とうとう海の潮が、川がしてくれなかったことをしてくれた。
潮は満ちてきて、私を覆ってくれた。碧い水の安らぎに包まれて、私はついに埋葬が叶ったと思った。しかし、潮が引くと海は私を残して去ってしまった。そんなことが何年も続いた。骨になった私の亡骸は、潮の満ち引きの度に泥土で覆われたり晒されたりした。
やがて役所の人間が私を見つけ、埋葬してくれた。ところが、埋葬の夜に、友人たちが私の墓を掘り起こし、またあの河口の泥土に戻してしまった。
それから何年もの間、私の骨は何度も発見され、埋葬されては、友人たちに掘り起こされ、河口に戻された。それが、友人たちの伝統となり儀式となっていた。友人たちが死ぬと、彼らの子孫が儀式を受け継いだ。
こうして、潮の満ち引きの上に、忘れられた物たちの孤独の上に、幾世紀かが過ぎた。
ロンドン最後の人間が、かつて友人たちが来ていたマントに身を包み、堤防の上から私がまだそこにいるのを確かめた。それが、私が最後に見た人間の姿だった。

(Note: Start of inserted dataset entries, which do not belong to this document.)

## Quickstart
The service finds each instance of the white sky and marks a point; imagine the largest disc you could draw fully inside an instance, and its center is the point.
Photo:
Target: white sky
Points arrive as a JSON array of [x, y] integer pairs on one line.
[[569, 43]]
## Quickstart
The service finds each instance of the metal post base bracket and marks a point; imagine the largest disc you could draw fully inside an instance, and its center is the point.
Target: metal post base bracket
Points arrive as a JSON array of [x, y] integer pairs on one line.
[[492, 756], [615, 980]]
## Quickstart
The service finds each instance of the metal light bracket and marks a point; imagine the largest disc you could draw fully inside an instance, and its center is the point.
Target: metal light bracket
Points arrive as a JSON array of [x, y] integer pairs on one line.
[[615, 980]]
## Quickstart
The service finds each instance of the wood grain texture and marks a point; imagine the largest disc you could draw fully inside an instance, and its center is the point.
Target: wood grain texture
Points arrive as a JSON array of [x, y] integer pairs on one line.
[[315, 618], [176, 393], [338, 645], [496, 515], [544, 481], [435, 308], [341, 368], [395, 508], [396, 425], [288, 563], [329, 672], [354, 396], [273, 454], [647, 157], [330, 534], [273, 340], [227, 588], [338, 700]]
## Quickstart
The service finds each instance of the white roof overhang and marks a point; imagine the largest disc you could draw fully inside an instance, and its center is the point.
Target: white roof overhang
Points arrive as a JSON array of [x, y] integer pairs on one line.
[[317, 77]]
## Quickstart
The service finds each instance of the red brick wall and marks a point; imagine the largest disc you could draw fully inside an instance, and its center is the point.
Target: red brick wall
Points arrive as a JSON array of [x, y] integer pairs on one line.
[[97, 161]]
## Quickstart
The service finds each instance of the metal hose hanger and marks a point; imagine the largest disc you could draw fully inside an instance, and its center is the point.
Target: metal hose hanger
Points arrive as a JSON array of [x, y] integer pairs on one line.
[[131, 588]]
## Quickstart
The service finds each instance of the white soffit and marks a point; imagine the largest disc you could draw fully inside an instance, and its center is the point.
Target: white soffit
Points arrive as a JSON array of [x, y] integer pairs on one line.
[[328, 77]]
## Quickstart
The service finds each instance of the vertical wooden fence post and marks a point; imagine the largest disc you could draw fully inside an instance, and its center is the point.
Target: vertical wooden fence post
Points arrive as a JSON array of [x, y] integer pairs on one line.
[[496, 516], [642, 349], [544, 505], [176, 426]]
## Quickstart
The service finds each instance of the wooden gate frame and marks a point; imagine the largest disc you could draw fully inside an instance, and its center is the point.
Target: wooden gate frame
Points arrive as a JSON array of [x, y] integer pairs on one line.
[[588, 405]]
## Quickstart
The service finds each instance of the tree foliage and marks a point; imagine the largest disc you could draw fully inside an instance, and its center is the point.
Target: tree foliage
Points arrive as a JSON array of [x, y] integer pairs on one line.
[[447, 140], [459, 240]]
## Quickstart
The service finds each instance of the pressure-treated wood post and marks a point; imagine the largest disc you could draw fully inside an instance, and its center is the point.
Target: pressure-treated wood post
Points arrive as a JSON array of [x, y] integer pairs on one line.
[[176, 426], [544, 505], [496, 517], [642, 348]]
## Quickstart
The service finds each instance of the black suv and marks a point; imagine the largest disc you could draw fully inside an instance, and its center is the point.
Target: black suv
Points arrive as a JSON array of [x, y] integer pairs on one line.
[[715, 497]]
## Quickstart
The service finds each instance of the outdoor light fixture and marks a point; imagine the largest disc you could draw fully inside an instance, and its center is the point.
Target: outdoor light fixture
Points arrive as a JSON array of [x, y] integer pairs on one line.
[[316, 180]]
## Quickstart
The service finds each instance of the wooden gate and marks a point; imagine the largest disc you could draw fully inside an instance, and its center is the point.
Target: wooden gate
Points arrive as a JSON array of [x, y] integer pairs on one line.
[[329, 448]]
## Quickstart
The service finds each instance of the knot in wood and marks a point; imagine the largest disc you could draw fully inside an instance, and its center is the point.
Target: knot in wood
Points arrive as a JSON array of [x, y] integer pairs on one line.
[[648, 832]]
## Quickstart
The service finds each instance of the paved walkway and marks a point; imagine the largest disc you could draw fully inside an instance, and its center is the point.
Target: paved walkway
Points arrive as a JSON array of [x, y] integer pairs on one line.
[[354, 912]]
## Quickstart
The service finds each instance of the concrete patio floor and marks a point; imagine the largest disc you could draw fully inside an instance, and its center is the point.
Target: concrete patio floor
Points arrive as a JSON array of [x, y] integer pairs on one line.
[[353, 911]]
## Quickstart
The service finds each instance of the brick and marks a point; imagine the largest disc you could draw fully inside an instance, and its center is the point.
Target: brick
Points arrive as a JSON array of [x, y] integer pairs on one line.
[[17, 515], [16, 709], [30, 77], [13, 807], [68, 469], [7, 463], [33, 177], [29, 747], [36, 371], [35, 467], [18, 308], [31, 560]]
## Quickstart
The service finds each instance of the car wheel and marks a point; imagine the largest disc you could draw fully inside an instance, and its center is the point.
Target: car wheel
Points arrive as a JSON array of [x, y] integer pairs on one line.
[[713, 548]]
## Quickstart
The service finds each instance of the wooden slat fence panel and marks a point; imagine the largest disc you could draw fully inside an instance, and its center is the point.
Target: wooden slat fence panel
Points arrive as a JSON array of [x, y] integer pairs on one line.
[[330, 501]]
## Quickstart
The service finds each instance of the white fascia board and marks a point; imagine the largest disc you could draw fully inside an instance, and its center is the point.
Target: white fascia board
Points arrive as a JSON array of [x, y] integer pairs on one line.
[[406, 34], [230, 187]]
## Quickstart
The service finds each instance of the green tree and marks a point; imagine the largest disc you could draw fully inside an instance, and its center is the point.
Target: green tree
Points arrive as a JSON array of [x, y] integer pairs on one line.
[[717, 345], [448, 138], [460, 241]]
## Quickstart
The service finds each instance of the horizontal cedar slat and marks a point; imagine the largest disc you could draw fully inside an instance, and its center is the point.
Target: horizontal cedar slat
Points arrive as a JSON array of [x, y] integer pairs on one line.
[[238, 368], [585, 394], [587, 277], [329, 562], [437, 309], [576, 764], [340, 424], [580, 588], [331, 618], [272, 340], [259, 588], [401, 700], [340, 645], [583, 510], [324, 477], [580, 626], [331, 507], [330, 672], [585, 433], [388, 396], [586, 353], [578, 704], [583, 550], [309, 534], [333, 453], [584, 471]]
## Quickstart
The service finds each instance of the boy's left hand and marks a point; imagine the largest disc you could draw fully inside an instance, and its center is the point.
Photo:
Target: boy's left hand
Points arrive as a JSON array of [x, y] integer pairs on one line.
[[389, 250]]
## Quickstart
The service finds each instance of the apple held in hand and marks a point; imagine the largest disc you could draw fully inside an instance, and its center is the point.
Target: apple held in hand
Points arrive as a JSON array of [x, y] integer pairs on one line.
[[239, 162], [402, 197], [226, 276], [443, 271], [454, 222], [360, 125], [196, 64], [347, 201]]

私は幾世紀にもわたる夢から、小鳥の囀りによって解放される。
が、私は本当に悪夢から目覚めたのだろうか。自宅のベッドの上で私が流した涙は現実の物だったのか。それもまた、亡骸の見た夢だったのか。潮の満ち引きの下で見る幾世紀の夢は、冷たくて、寂しくて、それ以上に静謐な詩情を湛えていた。


「カルカッソーネ」は、永遠にたどり着けないエルフランドの伝説。

アーンを治める若きカモラック王は、戦勝の祝宴で占い師から、「陛下はカルカッソーネへ行くつくことは決してありませぬ」と告げられる。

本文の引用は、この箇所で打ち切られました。